Sberbank said Monday that it increased third-quarter profit more than 10-fold as it boosted lending and decreased the share of bad loans.
Net income attributable to shareholders rose to 45.8 billion rubles ($1.46 billion) from 4.25 billion a year earlier, Russia’s biggest lender said on its web site. That beat an average estimate of 36.3 billion rubles from 10 analysts.
Russian bank lending to individuals has increased for eight straight months, while loans to companies have climbed for seven, according to Central Bank data. Demand for financing began to recover this year, after the economy shrank 7.9 percent in 2009, the most on record since the Soviet Union collapsed.

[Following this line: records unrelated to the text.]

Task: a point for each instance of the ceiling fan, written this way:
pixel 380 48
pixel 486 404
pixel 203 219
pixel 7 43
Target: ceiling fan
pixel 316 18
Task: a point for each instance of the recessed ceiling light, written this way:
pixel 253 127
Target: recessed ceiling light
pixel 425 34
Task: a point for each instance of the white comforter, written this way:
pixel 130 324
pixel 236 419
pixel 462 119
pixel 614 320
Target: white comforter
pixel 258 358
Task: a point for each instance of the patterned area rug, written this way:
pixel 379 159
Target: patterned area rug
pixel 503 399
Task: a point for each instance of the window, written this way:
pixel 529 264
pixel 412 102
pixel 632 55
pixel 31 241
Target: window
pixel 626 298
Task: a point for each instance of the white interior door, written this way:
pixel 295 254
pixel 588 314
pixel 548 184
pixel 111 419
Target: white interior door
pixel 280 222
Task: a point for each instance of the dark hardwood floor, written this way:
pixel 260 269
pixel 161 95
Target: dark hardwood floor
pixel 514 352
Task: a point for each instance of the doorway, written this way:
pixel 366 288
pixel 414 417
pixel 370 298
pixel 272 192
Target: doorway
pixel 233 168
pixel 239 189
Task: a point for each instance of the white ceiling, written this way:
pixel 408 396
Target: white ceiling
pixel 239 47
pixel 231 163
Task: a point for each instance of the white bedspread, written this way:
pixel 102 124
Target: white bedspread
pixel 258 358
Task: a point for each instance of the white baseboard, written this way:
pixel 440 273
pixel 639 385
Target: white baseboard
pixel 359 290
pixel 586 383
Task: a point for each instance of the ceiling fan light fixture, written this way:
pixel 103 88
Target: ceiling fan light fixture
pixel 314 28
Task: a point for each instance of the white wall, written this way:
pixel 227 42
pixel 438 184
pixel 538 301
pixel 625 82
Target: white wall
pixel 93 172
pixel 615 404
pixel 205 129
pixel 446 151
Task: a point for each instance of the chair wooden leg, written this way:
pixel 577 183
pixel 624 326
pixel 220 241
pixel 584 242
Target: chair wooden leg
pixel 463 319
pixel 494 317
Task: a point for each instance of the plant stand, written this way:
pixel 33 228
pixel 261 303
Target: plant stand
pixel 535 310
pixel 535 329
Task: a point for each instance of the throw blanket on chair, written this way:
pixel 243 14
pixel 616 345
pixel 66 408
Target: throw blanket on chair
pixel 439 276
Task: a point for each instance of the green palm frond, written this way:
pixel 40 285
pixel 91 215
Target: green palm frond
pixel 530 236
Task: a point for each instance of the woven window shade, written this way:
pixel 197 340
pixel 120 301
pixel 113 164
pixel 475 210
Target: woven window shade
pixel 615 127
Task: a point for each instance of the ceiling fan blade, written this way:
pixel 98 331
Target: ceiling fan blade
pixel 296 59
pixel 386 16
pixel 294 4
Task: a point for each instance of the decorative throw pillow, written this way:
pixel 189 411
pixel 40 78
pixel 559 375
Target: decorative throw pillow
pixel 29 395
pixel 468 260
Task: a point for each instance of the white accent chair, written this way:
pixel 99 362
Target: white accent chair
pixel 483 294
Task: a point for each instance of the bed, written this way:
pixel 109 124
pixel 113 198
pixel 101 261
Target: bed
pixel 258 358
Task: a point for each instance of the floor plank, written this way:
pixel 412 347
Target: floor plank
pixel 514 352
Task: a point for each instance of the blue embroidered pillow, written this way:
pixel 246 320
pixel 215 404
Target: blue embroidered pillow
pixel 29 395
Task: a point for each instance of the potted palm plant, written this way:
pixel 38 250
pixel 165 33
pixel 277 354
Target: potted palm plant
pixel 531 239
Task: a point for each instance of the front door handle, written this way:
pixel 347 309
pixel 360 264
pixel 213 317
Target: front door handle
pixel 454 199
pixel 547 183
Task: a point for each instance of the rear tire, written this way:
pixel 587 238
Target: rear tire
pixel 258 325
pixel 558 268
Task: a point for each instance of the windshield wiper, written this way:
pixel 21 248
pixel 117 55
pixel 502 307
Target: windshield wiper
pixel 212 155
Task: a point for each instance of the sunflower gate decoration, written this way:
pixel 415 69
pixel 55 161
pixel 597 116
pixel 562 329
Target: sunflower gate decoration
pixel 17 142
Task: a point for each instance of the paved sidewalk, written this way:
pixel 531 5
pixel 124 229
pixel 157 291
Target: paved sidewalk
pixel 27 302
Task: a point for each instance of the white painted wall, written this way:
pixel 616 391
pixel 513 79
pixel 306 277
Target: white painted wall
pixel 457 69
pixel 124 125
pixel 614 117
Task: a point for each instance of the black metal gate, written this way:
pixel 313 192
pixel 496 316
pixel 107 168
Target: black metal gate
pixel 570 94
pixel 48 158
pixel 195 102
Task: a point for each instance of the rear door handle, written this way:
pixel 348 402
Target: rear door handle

“We believe that the results suggest positive earnings trends in the medium term,” Jason Hurwitz and Leyla Sharifullina, analysts at Alfa Bank in Moscow, said in a note.
The share of bad loans fell to 8.6 percent from 9.1 percent in the second quarter, the bank said. That allowed the lender to decrease reserves as a proportion of outstanding loans to 12.2 percent from 12.5 percent.
Sberbank set aside 150 billion rubles as provisions for bad loans in the first nine months, a 50 percent decrease from the same period last year, the lender said. Nine-month profit was 109.9 billion rubles.
Corporate loans jumped 8.9 percent in the third quarter from the previous three months to 4.6 trillion rubles, Sberbank said. Loans to individuals increased 3.9 percent to 1.26 trillion rubles in the same period.